Speaker
Description
Electric machines for aviation applications are under intensive development at present. Pushing performance to 30kW/kg at the 10-20MW scale requires a step change in air-gap field and hence current density. Fully superconducting machines show great promise for achieving the power to weight ratios required, and the use of liquid hydrogen as the aircraft propulsion energy source presents the opportunity to cool the superconductors with minimal additional refrigeration plant.
However, designing such a cooling system is not a simple task. Superconducting armature windings in a 3MW motor will generate many kW of heat at cryogenic temperatures, due to AC losses, depending on the conductor used. Liquid hydrogen will likely be stored at 24-26K, not the 20K required for some conductors. Intermediate coolant loops of pumped helium will be needed, if flowing liquid hydrogen through the motors is not practical or desirable.
In this paper we explore the design-trade-space of cooling systems targeted at two different armature conductors for a 3MW synchronous air-core motor: a magnesium diboride (MgB2) winding requiring a nominal 20K operating temperature, and a REBCO Roebel-cable winding requiring a nominal 40K operating temperature.

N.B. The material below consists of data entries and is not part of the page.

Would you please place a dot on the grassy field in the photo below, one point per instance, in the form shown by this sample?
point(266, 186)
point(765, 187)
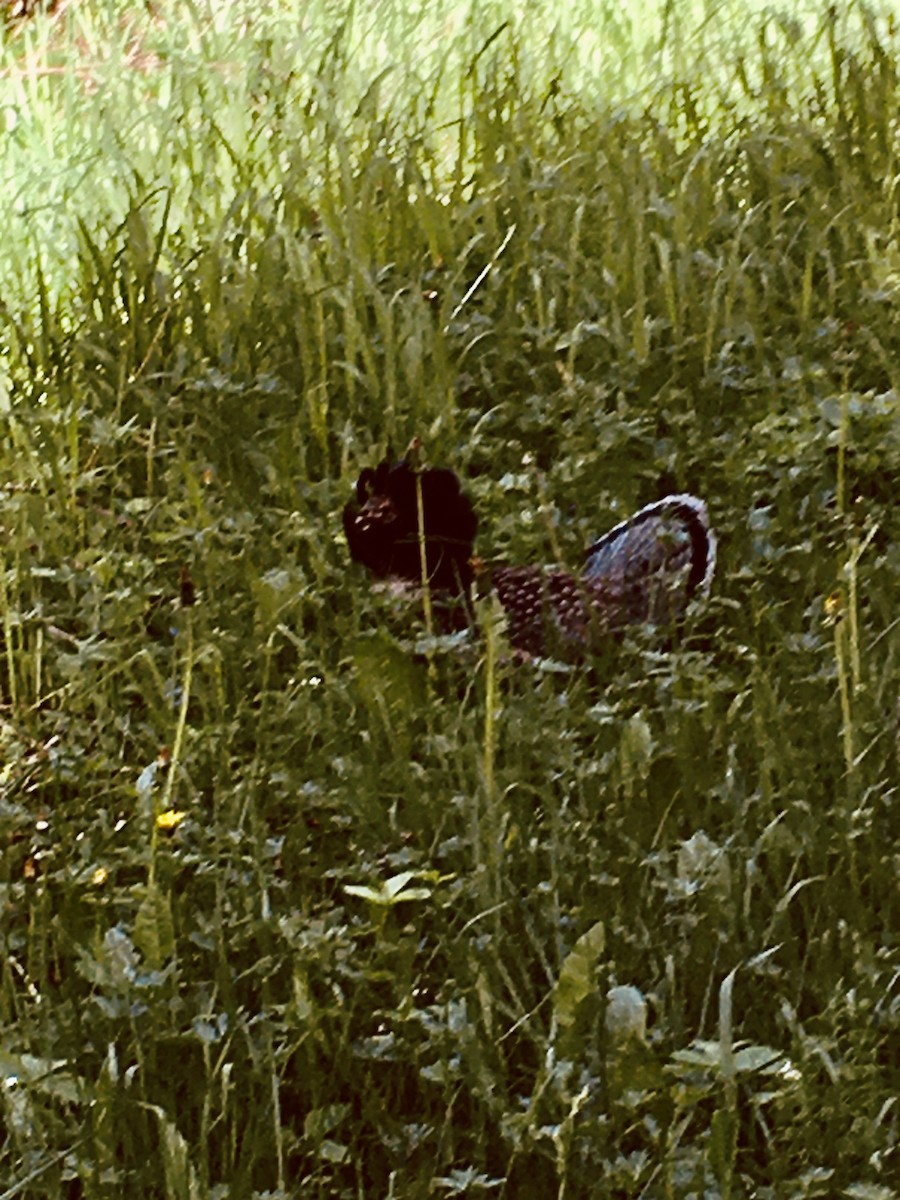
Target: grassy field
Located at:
point(297, 903)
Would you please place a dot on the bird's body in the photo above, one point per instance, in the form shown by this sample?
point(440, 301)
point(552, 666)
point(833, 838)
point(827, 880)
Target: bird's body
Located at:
point(646, 570)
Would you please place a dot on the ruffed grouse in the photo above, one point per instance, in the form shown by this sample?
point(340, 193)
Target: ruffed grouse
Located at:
point(645, 570)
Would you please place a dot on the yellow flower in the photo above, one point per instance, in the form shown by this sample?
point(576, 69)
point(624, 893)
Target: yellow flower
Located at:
point(169, 820)
point(833, 606)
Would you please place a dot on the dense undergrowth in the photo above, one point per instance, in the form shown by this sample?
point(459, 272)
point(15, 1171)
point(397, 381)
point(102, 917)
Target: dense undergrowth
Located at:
point(297, 903)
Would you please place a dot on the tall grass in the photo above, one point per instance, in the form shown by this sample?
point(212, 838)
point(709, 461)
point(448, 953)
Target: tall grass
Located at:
point(297, 899)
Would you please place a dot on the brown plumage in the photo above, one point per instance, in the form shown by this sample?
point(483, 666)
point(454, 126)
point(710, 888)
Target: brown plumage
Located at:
point(645, 570)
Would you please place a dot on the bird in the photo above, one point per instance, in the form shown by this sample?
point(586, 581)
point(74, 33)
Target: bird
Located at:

MgB2 performance has a strong temperature dependency at greater than 20K which alters the physical dimensions of the windings as well as the losses generated, which in turn impacts the heat transfer characteristics. The dependency is lower with Roebel cable, but to ensure these effects are captured, each conductor is evaluated at a range of temperatures around the nominal, assuming a fixed safety factor below critical current. AC losses have been calculated for each of the windings, based on experimental correlations and heat transfer coefficients and areas are estimated for the likely coil geometries and cooling system components. A lumped-parameter model has been developed to simulate the cooling circuit thermodynamics and this allows us to estimate coolant flows, temperatures and pressures in the systems being considered.
The two conductors lead to very different cooling system options and we can compare the advantages of each from an overall powertrain complexity and performance perspective.